Use -h to view the available options

faq

Why?

The intended functionality was to quickly ingest line based (CSV/TSV) log data from many different EC2 instances being auto-scaled up and down.

Won't I fill up my mom's 250GB hard drive really fast?

Potentially, yes. I'd recommend a cron job that rotates logs to a long-term storage facility--something like AWS S3.

Is there anything else I ought to know?
  • All HTTP requests must be a POST, but the body is not parsed (e.g. form-encoded data will get logged as is)
  • All HTTP requests have to send a custom header ('X-Omnilogger-Stream'). As of now it only checks to see if it's there. In the future it might use this header to divert data to separate destinations or other purposes.
  • After 10 minutes of inactivity, the currently open file is closed. Another is automatically opened on the next write.
You're HTTP errors are kinda cryptic.

Yeah, I'm lazy. Instead of making super cool error messages, I'm depending on the default text related to a given HTTP status code.

  • 200 (Ok) means that everything should have worked just fine. If not, report an issue.
  • 400 (Bad Request) means you didn't send the 'X-Omnilogger-Stream' header even after I told you to.
  • 403 (Forbidden) means (as of now) the token you sent in the Authorization header doesn't match what the server is looking for. I'm using the Authorization: Bearer $token style header like all the cool kids.
  • 405 (Method Not Allowed) means your HTTP method was something other than POST (tsk tsk).
  • 503 (Service Unavailable) means the system is shutting down.
Why would you ever want ALL your various log data in one stream?
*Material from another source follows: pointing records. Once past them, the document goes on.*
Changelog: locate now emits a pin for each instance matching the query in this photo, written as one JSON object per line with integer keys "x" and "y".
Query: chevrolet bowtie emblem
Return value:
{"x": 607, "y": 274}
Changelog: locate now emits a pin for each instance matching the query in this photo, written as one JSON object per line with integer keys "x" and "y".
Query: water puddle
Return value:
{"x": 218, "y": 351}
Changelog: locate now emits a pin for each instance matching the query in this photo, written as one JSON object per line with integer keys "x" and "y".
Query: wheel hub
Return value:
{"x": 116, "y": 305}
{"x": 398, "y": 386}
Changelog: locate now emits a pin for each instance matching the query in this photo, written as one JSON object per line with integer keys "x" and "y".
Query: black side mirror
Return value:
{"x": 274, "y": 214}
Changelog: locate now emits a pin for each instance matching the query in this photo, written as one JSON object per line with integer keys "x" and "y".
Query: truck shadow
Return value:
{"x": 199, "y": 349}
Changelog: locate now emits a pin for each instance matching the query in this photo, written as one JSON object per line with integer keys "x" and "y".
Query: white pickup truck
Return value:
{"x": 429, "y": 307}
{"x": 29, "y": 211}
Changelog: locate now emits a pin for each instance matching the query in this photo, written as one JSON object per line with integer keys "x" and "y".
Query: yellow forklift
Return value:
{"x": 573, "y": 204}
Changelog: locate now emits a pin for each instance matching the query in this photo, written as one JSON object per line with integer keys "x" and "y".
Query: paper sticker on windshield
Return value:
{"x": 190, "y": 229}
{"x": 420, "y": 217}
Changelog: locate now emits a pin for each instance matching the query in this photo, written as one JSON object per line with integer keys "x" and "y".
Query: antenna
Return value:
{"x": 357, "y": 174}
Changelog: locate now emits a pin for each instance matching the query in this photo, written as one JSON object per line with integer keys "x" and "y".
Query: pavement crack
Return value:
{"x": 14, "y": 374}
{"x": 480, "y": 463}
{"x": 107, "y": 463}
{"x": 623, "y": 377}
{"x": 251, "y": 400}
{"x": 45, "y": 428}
The goal was to collect data from a variable number of servers as quickly as possible. To this end, by convention, all the data is sent as interlaced csv rows--the last value of each line is the name of the stream. Part of being quick, is to do as little as possible with the data. Therefore, at this time, there isn't a need for that feature because a simple one-liner in AWK will do this after the fact when speed and time are less of a concern (e.g. cat file.log | awk -c '$(NR) == "stream_name"{print}'). If keeping streams separate is important, multiple instances running on different ports can be used to accomplish the same thing.